Em uma sessão espírita, surgiram o Barão de Itararé, Juó Bananére, Pafúncio Semicúpio Pechincha, Puff e Puck, K. Lixto, Mendes Fradique, todos de uma vez. Diante de tantos e tão renomados humoristas da mais antiga cepa do Brasil, os presentes se apressaram em cumprimentos, todos querendo uma “palinha” das piadas refinadas de antigamente. Mas Mendes Fradique perguntou:
– O que está acontecendo ora no Brasil?
A plateia, envergonhada, quedou-se em um silêncio sepulcral. Um dos médiuns tomou coragem e soltou a palavra:
– Sr. Fradique, vivemos um dos momentos mais vergonhosos da História do Brasil. Imagine o senhor que houve um presidente, em décadas passadas, que instituiu a corrupção como forma de governo no país! Foram sucessivos escândalos, uma verdadeira pilhagem aos cofres públicos, bilhões e bilhões de reais, talvez um trilhão deles…

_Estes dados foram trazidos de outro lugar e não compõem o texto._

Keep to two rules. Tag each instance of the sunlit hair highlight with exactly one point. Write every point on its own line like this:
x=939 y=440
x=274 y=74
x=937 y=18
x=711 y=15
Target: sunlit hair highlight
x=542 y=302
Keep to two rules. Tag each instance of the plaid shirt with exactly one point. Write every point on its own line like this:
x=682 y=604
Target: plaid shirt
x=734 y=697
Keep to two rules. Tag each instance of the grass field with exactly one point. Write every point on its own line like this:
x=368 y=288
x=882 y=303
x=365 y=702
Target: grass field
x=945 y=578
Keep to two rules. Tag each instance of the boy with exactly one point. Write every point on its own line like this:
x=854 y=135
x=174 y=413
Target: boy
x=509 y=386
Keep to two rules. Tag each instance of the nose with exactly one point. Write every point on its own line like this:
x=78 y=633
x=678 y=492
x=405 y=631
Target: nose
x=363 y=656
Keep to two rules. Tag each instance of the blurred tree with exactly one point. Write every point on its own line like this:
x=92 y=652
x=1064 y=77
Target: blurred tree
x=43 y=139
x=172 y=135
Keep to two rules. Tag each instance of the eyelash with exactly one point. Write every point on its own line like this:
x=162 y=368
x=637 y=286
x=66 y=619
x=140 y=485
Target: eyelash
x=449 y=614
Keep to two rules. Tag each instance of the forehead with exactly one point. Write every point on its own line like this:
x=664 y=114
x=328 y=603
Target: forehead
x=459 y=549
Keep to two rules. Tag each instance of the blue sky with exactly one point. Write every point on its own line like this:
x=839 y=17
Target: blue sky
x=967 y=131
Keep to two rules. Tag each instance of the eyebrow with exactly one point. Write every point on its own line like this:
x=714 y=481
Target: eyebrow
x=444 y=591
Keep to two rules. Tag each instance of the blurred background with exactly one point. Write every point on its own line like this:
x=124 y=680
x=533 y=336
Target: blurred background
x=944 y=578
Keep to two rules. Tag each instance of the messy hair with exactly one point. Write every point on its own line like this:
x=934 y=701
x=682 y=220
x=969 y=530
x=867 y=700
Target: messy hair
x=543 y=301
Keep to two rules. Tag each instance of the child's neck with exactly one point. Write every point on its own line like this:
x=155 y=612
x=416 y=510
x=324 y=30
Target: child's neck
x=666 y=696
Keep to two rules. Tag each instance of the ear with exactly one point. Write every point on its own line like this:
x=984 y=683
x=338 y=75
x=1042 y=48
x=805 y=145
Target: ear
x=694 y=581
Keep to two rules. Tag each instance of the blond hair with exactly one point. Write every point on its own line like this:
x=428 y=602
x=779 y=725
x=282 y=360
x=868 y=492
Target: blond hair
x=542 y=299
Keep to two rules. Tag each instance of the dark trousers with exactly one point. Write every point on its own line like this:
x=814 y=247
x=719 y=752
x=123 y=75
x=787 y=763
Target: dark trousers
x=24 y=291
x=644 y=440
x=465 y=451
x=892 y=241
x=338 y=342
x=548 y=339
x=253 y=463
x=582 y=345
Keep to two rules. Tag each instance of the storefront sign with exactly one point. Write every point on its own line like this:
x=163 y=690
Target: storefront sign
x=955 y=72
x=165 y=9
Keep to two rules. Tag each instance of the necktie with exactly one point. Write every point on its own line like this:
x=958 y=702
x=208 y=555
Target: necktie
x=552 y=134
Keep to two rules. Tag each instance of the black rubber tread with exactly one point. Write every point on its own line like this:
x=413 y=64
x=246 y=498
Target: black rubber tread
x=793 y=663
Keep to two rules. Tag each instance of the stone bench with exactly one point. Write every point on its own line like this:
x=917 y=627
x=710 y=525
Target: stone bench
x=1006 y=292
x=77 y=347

Diante disso, Juó Bananére exclamou:
– Mai niente de piu mudó per cá?
O médium continuou:
– Até mudou, um tanto. Uma operação da Justiça e da Polícia conseguiu prender muitos desses políticos corruptos, bem como seus cúmplices e os corruptores. Inclusive o presidente, foi parar em uma cadeia, na cidade de Curitiba.
– Alvíssaras! Que notícia maravilhosa, incrível! Pois que algum barão acaba preso, enfim! – Exclamou Pafúncio Pechincha.

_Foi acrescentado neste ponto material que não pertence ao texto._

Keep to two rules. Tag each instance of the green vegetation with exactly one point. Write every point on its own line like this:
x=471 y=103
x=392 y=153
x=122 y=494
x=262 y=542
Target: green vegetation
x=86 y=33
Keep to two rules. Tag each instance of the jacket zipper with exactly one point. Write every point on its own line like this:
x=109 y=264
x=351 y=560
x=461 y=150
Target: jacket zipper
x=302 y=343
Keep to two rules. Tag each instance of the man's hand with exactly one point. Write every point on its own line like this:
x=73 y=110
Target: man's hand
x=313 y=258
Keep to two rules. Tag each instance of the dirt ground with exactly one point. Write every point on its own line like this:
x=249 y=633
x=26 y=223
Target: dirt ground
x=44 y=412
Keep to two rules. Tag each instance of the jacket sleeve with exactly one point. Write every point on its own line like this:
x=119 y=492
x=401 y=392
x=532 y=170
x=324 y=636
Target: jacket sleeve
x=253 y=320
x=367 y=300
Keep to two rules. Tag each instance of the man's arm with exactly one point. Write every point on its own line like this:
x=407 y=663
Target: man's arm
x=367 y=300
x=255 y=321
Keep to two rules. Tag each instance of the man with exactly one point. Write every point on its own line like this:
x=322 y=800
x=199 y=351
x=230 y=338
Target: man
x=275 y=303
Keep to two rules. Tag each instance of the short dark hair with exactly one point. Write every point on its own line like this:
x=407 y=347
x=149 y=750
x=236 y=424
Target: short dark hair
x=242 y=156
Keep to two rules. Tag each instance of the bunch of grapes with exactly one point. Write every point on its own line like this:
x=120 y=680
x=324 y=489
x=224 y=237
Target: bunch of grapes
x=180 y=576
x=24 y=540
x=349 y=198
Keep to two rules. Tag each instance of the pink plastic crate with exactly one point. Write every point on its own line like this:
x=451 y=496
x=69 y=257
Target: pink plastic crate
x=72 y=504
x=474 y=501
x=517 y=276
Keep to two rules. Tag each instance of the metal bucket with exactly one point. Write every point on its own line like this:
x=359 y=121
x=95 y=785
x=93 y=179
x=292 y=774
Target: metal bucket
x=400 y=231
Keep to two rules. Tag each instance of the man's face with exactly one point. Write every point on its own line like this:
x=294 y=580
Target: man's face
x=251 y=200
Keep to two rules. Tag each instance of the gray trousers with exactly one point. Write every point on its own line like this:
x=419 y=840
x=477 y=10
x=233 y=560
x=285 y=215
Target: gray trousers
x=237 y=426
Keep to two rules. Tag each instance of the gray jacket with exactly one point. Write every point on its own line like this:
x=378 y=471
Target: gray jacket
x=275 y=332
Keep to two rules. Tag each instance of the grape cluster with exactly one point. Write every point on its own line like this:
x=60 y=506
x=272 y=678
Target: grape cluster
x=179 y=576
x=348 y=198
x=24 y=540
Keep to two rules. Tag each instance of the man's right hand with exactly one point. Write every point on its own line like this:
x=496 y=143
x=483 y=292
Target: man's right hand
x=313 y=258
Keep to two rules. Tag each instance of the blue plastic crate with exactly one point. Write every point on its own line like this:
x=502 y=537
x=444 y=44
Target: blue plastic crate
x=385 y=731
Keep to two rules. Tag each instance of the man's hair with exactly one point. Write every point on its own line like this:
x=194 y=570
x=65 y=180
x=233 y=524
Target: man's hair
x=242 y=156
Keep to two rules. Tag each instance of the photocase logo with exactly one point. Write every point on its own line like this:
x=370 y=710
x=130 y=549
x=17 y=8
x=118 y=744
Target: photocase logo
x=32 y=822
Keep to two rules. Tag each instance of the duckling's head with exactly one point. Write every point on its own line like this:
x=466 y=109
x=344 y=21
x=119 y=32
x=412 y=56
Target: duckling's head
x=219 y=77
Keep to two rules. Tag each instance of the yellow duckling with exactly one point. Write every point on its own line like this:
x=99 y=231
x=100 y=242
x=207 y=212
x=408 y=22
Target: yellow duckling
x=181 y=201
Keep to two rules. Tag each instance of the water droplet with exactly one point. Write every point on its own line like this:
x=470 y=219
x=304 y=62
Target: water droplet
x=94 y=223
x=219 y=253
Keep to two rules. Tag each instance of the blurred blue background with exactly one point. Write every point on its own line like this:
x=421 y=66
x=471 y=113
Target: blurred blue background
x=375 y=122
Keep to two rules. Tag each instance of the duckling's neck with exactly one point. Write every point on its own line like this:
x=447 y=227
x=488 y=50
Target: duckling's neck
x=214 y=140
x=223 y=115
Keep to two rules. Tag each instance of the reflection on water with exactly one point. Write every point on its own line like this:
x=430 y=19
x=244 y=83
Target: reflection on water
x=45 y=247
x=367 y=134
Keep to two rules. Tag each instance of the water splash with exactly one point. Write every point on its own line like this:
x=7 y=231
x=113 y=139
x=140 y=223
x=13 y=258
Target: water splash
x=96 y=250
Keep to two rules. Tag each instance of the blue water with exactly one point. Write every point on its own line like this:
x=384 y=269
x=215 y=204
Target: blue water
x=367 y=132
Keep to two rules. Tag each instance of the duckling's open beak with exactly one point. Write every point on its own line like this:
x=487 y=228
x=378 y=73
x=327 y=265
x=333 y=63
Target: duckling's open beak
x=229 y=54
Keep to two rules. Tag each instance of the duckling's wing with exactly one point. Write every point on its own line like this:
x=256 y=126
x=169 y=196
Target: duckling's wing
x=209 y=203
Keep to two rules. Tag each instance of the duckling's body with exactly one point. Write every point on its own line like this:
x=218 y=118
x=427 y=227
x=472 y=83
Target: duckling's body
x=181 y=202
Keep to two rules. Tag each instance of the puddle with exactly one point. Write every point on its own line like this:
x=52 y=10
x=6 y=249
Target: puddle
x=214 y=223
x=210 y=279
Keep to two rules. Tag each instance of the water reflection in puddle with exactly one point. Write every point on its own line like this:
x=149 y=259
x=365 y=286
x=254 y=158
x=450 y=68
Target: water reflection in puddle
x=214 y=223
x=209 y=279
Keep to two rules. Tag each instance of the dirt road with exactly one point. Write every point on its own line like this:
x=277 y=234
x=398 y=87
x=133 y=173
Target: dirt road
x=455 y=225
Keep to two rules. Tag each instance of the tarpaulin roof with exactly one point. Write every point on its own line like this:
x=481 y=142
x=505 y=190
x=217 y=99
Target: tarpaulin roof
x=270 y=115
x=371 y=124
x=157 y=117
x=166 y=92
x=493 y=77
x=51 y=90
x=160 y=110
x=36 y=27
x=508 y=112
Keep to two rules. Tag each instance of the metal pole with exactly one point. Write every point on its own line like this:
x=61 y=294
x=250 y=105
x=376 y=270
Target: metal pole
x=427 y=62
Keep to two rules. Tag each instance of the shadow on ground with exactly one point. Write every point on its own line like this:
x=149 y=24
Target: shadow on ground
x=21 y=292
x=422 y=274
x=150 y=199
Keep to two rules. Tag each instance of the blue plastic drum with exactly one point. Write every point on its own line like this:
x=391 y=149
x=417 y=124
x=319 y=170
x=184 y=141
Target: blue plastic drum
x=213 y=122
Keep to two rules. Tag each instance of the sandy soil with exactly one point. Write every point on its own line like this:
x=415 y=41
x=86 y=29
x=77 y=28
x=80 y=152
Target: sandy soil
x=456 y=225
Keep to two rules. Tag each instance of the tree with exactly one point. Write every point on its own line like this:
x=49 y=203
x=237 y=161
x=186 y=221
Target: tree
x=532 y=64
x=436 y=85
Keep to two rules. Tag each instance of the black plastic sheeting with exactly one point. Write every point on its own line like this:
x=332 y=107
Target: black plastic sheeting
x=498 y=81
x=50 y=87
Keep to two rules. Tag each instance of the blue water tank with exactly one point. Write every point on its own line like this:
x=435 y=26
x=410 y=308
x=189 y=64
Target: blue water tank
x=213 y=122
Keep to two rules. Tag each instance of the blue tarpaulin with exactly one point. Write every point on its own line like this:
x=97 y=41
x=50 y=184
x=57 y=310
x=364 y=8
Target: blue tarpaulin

– Ah, mas a coisa não é tão simples. Foi eleito um novo presidente, que é justamente o contrário do antigo corrupto. Mas muito ao contrário, é um militar, enquanto o outro era um sindicalista, é um homem de hábitos espartanos, enquanto o outro não escondia sua afeição pela bebida, é um homem de uma moral rígida, enquanto o outro lambuzou-se em mentiras. Esse presidente está tentando mudar o país, mas os políticos que ainda seguem o antigo corrupto, mesmo que preso, tentam todo tipo de artimanha e truques sujos para derrubar o atual.
Puff não se conteve:
– Mas o antigo presidente está preso?
– Está! – Respondeu outro médium, entrando na história.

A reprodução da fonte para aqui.